From: Wilbur T. Nussel, soon to be former 2nd counselor in the Elders Quorum presidency
Subject: I want my planet back!
Recently an article on the LDS website announced a shocking reversal in longstanding Mormon doctrine:
"Latter-day Saints' doctrine of exhalation is often reduced in media to a (similarly) cartoonish image of people receiving their own planets."Excuse me? Since when did my future planet become a cartoon? It was supposed to be the real deal. And not "in media." In church! Every Sunday. They promised. My very own planet. For crying out loud, it's the least the Brethren can do for me, given what I've done for them.

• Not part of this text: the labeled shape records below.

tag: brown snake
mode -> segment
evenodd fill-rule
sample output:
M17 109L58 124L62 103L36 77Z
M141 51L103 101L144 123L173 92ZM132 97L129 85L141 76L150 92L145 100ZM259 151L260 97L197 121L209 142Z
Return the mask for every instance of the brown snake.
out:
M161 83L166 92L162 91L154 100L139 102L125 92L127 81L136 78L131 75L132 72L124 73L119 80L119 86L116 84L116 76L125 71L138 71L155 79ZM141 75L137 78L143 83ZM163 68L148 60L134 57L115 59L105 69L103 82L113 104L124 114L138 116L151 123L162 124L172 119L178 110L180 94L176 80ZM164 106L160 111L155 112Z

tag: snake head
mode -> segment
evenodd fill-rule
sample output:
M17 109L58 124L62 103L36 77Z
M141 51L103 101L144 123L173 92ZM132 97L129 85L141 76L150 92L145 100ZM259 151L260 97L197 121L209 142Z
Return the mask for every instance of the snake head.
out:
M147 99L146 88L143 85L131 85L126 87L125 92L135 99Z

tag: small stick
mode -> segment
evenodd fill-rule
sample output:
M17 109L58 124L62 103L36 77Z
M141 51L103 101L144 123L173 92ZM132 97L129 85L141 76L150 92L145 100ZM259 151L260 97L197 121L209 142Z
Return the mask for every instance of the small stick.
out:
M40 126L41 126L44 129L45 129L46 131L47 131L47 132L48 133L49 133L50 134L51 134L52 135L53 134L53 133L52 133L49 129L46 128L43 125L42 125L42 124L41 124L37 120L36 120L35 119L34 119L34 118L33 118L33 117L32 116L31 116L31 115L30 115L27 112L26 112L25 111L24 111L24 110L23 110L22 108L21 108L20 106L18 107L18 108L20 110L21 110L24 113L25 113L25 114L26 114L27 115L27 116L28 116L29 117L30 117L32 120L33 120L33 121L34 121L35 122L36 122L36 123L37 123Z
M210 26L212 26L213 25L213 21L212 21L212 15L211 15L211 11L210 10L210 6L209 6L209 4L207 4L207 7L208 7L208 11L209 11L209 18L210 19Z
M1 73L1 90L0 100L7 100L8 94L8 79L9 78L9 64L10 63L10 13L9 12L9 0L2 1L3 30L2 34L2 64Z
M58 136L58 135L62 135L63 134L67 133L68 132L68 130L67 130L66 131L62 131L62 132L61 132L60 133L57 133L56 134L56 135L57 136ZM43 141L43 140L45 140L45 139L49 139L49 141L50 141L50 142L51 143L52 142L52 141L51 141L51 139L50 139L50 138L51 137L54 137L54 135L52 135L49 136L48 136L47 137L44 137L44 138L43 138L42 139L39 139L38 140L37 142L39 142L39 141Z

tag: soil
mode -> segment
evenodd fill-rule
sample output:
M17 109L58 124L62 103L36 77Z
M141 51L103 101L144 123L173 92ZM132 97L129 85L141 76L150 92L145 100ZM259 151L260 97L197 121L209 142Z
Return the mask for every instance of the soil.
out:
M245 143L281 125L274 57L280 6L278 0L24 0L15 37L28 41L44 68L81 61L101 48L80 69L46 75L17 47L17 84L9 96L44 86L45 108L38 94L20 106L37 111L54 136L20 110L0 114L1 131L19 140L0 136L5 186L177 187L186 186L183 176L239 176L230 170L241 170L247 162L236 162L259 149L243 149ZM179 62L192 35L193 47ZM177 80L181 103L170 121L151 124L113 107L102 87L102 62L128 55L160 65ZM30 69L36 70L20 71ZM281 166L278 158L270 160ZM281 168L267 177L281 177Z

- Attended all my meetings.
- Paid my tithing.
- Cleaned the ward meetinghouse toilets.
- Cleaned the interior of the Turley Family's Suburban.
- I read the entire Book of Mormon.
- Watched the Super Bowl every year on Monday.

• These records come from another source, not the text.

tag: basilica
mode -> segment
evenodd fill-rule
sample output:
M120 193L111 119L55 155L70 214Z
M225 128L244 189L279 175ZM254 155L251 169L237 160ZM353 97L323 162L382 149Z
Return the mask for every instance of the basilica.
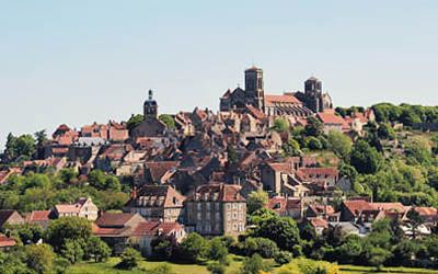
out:
M263 70L256 67L246 69L245 89L227 90L220 99L220 111L244 111L253 106L268 116L308 117L333 109L332 99L323 92L322 82L314 77L304 82L304 92L265 94L263 85Z

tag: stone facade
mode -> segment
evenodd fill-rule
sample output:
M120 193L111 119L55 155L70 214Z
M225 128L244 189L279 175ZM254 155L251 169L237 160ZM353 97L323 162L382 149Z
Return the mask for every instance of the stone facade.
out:
M239 185L199 186L186 202L186 227L203 236L239 236L246 227L246 202Z

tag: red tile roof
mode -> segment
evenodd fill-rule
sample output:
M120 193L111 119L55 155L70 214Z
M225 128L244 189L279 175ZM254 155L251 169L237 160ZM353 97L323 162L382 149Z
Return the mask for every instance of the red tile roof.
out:
M241 186L226 183L205 184L196 189L188 201L245 202Z
M276 104L301 104L301 102L293 95L265 95L265 105L273 106Z
M152 181L158 182L169 170L175 169L180 165L178 161L160 161L160 162L146 162L146 168L149 170Z
M169 236L173 231L182 230L178 222L141 221L134 230L134 236L157 236L159 233Z
M0 248L10 248L15 246L15 240L5 237L4 235L0 235Z
M103 213L95 224L100 228L122 228L135 216L131 213Z
M343 117L331 112L320 112L316 115L324 124L337 124L337 125L346 124Z

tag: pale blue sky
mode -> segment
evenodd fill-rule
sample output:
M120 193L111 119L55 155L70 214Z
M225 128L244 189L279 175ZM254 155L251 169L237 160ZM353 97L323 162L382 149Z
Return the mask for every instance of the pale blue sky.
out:
M336 105L438 104L438 1L1 1L5 135L141 112L217 110L243 70L267 93L314 75Z

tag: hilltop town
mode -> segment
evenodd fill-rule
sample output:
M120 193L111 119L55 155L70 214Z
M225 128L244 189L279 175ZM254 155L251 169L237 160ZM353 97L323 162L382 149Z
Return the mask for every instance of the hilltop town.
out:
M229 253L437 267L438 109L336 107L315 77L283 94L264 80L246 69L218 112L160 114L149 91L124 122L10 134L0 250L48 243L69 264L140 252L211 270Z

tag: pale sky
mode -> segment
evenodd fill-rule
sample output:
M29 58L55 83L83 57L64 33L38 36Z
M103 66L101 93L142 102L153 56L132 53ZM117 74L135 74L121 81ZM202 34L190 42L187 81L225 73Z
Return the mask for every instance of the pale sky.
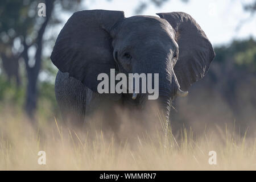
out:
M85 5L89 9L122 10L126 17L134 15L140 2L149 0L89 0ZM243 39L250 35L256 38L256 15L249 19L250 14L243 10L243 4L253 0L169 0L158 8L151 5L143 14L155 15L157 13L183 11L189 14L205 31L213 45L226 44L234 38ZM241 21L243 26L236 31Z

- Knew the Church was true with every fiber of my being.
- Dutifully tried to collect fast offerings from the bitter inactive gay guy.
- Turned down a part as a member of the Zero Population Growth gang in Saturday's Warrior, citing moral objections.
- Sat through hour long one on ones with the bishop about masturbation.
- Raised my arm to the square and said "get thee hence" to the super-hot nonmember girl who flirted with me in high school.
- Served a mission in Hawaii where I wasn't allowed to go swimming or look at a girl's midriff.
- I spent an entire semester at BYU-Idaho.
- Accepted a blind date invitation composed on my windshield in unscrewed Oreos.
- Broke the above date when I discovered she wanted to go see Frozen.